Compañeros

Era una bochornosa tarde de verano y un ligero vientecillo traía olor a lluvia.  Denis miró alternativamente la oscura cortina de agua que se diluía contra el cielo tras los últimos edificios y sus pies, enfundados en las viejas sandalias que no aguantarían, seguramente, el aguacero que se avecinaba.

Caminaba deprisa y, aunque no tenía un lugar preciso donde ir ni a nadie que lo esperase, se apresuraba porque las nubes amenazaban, compactas y grises, la inminente tormenta que ya   tronaba allá, hacia el este. Tras el relámpago contaba: uno, dos, tres, cuatro, cinco, seis.  Al escuchar el estruendo calculó: Apenas dos kilómetros.

Junto a Denis, el perro mantenía el paso, mirando de cuando en cuando al hombre, como si lo urgiese a caminar más deprisa. Era un perro extraño, hijo de mil razas entre las que ninguna destacaba especialmente. Negro y canela en su conjunto; una oreja totalmente caída mientras que la otra intentaba apuntar hacia arriba aunque se doblaba hacia la mitad, sin lograr alzarse totalmente. El inhiesto rabo cortado le proporcionaba un balanceo casi cómico y una fea cicatriz cruzaba su cara entreverada, desde el ojo izquierdo hasta el hocico, fruto de una antigua pelea con un gato cuando era aún un cachorro desmañado. Fue aquella su primera lección: no valores a un enemigo por su tamaño.  
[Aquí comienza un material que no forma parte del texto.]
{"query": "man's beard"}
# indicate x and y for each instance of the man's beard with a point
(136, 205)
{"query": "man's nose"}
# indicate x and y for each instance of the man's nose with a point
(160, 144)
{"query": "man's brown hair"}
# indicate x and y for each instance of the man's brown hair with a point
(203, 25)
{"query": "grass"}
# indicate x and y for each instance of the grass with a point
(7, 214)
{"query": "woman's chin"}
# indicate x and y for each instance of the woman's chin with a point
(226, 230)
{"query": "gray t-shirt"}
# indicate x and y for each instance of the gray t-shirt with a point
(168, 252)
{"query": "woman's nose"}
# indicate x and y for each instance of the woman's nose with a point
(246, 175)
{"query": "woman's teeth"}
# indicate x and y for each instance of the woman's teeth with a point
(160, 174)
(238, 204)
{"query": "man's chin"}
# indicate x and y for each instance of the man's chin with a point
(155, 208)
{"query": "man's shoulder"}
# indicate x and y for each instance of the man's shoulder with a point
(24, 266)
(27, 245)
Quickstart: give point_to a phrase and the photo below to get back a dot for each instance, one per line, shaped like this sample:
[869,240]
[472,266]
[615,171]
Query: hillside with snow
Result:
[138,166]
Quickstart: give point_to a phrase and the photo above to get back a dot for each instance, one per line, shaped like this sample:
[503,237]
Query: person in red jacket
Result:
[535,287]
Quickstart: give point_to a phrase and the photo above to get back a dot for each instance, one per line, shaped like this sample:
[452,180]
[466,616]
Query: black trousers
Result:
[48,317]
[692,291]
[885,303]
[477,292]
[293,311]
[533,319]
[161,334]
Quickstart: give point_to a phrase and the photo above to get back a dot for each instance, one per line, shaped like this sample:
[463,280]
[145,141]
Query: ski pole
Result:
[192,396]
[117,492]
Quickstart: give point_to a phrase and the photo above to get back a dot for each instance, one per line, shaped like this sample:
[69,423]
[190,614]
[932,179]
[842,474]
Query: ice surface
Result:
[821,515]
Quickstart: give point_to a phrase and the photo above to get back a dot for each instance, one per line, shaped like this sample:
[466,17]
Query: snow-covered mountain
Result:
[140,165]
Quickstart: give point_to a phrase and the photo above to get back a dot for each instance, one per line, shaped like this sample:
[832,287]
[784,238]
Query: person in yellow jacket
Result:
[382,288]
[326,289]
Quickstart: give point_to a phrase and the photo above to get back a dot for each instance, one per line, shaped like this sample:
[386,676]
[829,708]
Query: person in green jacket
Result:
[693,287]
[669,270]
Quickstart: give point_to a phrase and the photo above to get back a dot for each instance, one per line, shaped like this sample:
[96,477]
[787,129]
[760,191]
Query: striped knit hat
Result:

Cuando lo encontró Denis el perro apenas tendría tres años, pero demostró estar bien curtido en las lides de la vida. Callejero, abandonado y libertario; todo lo tuvo que aprender por sí solo, pero era muy inteligente y de toda situación parecía sacar provecho. No buscaba problemas, pero tampoco se arredraba ante nadie que pretendiese hacerle daño. Si tenía algún valor especial, era su intuición. Sabía perfectamente a quién acercarse y a quién no. Los hombres no lo habían tratado bien, pero reconoció, inmediatamente, en Denis al compañero en el que confiar. Y Denis, basándose en su aspecto de truhán desvergonzado le empezó a llamar Bandit y le anudó al cuello un pañuelo rojo que le confería un aspecto aún más audaz.

Denis, originario de Bayona, había estudiado filología hispánica e impartía clases particulares de español. Se ganaba medianamente bien la vida, pero tras un desengaño amoroso y no pocas dudas, decidió conocer el mundo y empezó por España, ya que era un enamorado de la cultura ibérica.

Llevaban seis meses compartiendo camino, comida y cobijo y los lazos se habían ido estrechando hasta tener, ambos, conciencia de plena amistad y absoluta confianza. Denis hablaba a Bandit y éste escuchaba como si entendiera sus palabras, unas veces en español y otras en francés. La mutua compañía les hacía bien a los dos y Denis ya no concebía su errático caminar sin su compañero, así como Bandit no lo hubiera abandonado jamás.

Sin proponérselo, estaban saliendo de la ciudad y se encaminaban hacia un polígono industrial que, al ser domingo, se encontraba prácticamente desierto.

La tormenta se aproximaba y apenas a doscientos metros se erguía un edificio de color rojo. En la fachada se vislumbraba una especie de portalón grande que les podría cobijar durante el chaparrón.

Apretando aún más el paso, llegaron apenas comenzó la lluvia.  Sentados en la escalera de acceso al edificio, esperaron a que escampara con la tranquilidad que da la total ausencia de prisa, sin más pretensión que continuar la vida a su propio ritmo.

Durante diez minutos llovió intensamente, pero sin violencia.  No hacía viento y el agua se precipitaba densa pero mansamente sobre el campo y las calles del polígono.

El agradable olor de la tierra mojada impregnó el ambiente y Denis respiró lenta y profundamente, disfrutando de aquel regalo.

Cuando se alejaba la tormenta, Bandit se puso en pie, conminando a Denis con la mirada para proseguir su camino.